Use validation data to pick features, checkpoints, and threshold. Open the test set once for the final report after choices are frozen. A small, curated fixture set can reveal specific failures, but it can't establish broad production performance by itself.

Establish A Cheap Baseline

A transformer has to earn its complexity. Start with a deterministic rule or a bag-of-words logistic-regression baseline. If a simple baseline satisfies the routing gate on representative held-out data, shipping a neural model may add maintenance without adding safety.
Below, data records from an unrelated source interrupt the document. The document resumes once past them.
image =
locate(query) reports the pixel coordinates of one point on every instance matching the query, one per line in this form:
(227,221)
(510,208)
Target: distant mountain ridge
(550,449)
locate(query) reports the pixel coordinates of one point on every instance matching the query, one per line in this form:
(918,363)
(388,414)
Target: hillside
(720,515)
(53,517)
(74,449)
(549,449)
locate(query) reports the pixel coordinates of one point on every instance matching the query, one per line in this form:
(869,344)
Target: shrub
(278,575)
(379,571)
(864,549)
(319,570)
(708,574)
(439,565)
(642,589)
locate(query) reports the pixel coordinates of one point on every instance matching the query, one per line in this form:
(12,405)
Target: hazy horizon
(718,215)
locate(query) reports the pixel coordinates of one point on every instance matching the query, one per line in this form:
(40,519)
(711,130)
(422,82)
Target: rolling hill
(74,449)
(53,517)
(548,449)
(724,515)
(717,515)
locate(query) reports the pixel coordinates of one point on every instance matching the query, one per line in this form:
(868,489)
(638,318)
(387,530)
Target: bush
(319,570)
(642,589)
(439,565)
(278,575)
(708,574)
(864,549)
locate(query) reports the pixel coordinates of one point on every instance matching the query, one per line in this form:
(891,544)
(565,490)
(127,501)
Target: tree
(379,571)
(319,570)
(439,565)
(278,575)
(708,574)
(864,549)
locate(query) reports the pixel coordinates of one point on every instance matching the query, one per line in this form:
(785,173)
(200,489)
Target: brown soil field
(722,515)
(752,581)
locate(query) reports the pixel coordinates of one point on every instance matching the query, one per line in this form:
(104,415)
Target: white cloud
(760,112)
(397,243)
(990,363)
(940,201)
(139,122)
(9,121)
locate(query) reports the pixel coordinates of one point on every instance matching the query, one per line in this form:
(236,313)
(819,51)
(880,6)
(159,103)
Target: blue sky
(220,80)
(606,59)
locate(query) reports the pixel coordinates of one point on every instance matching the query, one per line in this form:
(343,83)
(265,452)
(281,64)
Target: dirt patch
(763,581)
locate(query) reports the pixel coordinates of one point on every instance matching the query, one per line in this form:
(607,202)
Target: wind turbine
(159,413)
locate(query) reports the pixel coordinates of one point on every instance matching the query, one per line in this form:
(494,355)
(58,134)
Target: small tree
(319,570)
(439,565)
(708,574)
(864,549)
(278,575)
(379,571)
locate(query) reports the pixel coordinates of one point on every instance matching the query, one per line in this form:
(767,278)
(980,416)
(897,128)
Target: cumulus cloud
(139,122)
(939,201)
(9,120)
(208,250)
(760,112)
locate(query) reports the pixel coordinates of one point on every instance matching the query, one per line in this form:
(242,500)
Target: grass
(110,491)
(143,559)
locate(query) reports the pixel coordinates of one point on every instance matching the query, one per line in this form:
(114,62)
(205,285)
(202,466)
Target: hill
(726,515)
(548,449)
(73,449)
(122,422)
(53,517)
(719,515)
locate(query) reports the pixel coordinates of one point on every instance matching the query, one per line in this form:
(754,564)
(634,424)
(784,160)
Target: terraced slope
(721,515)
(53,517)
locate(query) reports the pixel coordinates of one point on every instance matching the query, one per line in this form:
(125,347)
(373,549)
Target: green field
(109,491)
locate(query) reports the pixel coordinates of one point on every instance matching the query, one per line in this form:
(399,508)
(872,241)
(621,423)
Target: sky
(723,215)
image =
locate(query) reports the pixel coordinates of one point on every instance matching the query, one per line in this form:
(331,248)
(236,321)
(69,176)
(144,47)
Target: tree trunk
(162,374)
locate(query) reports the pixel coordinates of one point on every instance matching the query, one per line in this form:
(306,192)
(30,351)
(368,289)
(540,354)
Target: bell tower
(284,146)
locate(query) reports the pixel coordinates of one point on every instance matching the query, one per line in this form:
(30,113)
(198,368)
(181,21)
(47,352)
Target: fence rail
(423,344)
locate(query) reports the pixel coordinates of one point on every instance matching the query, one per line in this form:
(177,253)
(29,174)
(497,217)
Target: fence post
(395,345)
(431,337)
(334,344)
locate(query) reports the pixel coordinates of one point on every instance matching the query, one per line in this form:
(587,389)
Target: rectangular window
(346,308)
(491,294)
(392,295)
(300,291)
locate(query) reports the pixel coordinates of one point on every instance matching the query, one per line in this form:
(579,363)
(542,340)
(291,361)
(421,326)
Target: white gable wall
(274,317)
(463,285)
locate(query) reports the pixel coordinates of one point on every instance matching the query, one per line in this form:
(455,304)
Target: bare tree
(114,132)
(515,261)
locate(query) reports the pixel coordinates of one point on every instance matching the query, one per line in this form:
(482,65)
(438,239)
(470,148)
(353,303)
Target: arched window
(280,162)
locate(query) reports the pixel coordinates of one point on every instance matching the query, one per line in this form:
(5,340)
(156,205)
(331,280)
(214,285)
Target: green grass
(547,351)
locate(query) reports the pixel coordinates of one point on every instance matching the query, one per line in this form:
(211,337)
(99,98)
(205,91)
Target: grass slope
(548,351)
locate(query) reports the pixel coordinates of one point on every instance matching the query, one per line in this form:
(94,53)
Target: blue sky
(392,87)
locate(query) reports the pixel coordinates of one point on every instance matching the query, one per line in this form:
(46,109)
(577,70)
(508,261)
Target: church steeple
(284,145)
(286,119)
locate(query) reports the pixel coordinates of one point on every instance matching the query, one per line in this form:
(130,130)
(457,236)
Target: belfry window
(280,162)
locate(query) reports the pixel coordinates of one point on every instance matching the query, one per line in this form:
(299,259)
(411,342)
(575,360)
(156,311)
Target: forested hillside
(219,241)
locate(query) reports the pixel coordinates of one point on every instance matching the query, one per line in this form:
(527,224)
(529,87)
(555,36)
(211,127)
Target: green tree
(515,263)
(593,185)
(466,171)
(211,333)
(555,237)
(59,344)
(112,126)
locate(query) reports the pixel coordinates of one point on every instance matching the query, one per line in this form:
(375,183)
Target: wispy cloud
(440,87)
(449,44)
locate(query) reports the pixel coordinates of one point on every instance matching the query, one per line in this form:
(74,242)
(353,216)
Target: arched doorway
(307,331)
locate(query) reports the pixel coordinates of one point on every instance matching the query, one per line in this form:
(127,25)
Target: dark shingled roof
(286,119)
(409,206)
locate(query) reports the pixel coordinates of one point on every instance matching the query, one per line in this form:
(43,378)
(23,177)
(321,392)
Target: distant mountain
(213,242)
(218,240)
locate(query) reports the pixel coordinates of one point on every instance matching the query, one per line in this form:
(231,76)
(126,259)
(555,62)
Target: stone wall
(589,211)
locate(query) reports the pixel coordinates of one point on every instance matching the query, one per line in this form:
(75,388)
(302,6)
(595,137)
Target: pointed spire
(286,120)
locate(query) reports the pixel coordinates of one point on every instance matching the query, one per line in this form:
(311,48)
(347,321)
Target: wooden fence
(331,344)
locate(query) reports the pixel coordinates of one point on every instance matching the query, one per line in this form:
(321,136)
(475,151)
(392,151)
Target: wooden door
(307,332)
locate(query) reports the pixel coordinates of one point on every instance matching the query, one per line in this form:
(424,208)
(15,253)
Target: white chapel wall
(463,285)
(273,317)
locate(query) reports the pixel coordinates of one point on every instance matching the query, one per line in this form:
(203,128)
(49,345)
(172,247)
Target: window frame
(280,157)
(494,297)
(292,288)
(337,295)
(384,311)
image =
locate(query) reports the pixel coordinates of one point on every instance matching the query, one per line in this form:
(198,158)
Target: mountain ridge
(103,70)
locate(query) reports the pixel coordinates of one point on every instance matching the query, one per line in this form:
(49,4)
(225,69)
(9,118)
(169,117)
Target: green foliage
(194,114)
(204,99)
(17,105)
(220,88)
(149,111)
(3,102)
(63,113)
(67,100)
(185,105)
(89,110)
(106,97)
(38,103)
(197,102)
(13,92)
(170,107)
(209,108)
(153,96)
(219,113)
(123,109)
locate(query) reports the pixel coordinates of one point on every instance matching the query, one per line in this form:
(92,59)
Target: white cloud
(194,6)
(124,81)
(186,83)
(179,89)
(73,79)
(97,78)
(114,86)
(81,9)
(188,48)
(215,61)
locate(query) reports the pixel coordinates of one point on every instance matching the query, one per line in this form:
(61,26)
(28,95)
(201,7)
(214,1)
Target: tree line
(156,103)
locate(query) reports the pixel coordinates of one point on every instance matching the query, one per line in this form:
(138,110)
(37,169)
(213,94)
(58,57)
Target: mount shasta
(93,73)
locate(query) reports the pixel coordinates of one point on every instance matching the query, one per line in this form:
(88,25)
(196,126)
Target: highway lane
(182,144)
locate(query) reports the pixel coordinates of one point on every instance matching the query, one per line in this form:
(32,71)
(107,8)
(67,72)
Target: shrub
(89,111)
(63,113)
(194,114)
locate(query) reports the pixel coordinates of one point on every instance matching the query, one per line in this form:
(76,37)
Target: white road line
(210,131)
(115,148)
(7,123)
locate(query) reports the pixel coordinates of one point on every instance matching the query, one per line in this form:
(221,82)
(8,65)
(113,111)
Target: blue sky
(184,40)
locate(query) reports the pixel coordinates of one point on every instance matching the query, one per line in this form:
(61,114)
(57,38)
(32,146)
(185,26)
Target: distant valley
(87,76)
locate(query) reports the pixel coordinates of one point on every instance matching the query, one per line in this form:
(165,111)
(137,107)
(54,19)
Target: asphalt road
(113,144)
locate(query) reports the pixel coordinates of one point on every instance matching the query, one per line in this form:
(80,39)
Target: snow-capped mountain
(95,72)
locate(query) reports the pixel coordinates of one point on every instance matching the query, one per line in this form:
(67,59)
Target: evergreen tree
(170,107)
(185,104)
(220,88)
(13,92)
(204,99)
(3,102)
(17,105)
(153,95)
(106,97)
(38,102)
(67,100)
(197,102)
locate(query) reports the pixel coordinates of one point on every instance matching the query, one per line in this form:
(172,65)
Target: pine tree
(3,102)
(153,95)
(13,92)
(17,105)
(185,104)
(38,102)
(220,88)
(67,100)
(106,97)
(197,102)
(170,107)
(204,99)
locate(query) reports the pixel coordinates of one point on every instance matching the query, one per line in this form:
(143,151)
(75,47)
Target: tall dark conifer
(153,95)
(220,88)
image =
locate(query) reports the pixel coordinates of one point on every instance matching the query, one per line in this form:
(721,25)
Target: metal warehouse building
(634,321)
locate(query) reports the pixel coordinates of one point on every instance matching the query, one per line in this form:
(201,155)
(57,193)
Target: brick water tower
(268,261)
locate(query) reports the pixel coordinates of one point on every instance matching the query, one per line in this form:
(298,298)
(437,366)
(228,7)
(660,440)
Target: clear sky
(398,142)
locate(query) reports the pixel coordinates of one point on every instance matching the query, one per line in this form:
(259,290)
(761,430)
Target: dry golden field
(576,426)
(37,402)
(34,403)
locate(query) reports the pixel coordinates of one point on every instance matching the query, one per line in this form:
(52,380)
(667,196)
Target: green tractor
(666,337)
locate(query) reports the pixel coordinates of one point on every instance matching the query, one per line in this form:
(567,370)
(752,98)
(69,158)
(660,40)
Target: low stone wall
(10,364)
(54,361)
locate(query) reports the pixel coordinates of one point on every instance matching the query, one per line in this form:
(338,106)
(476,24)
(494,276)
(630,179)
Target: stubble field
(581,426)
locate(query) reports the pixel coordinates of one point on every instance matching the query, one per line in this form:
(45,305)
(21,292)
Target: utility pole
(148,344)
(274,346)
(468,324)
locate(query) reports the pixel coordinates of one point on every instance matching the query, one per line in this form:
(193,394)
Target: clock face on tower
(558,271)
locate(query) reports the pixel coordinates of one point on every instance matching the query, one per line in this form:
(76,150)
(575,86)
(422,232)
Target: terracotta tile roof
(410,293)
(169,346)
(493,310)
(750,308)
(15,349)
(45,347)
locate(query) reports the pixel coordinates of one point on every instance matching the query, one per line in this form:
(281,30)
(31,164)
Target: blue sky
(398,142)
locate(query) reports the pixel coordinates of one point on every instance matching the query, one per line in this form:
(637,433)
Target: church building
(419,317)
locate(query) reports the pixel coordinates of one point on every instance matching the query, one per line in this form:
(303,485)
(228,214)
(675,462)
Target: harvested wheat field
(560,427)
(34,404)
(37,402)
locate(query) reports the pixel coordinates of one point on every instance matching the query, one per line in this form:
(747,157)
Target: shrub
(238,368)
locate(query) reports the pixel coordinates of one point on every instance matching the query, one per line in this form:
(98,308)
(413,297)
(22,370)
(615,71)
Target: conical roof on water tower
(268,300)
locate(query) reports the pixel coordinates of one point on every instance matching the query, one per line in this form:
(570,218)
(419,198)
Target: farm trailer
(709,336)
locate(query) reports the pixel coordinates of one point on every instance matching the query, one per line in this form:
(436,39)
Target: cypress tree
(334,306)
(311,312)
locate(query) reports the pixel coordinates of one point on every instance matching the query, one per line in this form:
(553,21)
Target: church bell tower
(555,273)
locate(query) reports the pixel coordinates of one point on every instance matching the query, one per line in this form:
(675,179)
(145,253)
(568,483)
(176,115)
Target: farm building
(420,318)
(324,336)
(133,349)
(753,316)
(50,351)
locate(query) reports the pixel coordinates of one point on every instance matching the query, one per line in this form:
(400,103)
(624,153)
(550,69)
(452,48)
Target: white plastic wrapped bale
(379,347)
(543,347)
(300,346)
Here the rule catches an explicit damaged-package phrase and misses an indirect return-window exception. That failure gives a contextual model a job worth doing.

keyword-baseline.py

validation = [
    ("explicit_damage_exception", "Tablet arrived cracked and the return portal denied it.", 1),
    ("indirect_return_exception", "FastShip delivered after the return window closed.", 1),
    ("routine_delivery_status", "Where is my package?", 0),
    ("routine_policy", "Where can I read the return policy?", 0),
]
terms = ("arrived cracked", "can't sign in", "seller exception")

predictions = []
for fixture_id, text, label in validation:
    predicted = int(any(term in text.lower() for term in terms))
    predictions.append((fixture_id, label, predicted))

positives = sum(label for _, label, _ in predictions)
true_positives = sum(label == 1 and predicted == 1 for _, label, predicted in predictions)
missed = [fixture_id for fixture_id, label, predicted in predictions if label == 1 and predicted == 0]

print(f"positive recall: {true_positives}/{positives}")
print("missed positive:", missed[0])
print("next experiment: learn context beyond trigger words")

Output

positive recall: 1/2
missed positive: indirect_return_exception
next experiment: learn context beyond trigger words

A TF-IDF plus logistic-regression baseline is a useful next step when the dataset grows: it learns weighted text features while remaining cheap to inspect and deploy.^[3] Don't claim a fine-tuned encoder is cheaper, faster, or more accurate than prompting, or than this baseline, until you measure those candidates on the same task and hardware.

From Logits To A Route

An encoder classifier emits logits: one unnormalized score for each class. Softmax converts two logits into class scores that sum to one. A separate decision threshold converts the positive-class score into the business route.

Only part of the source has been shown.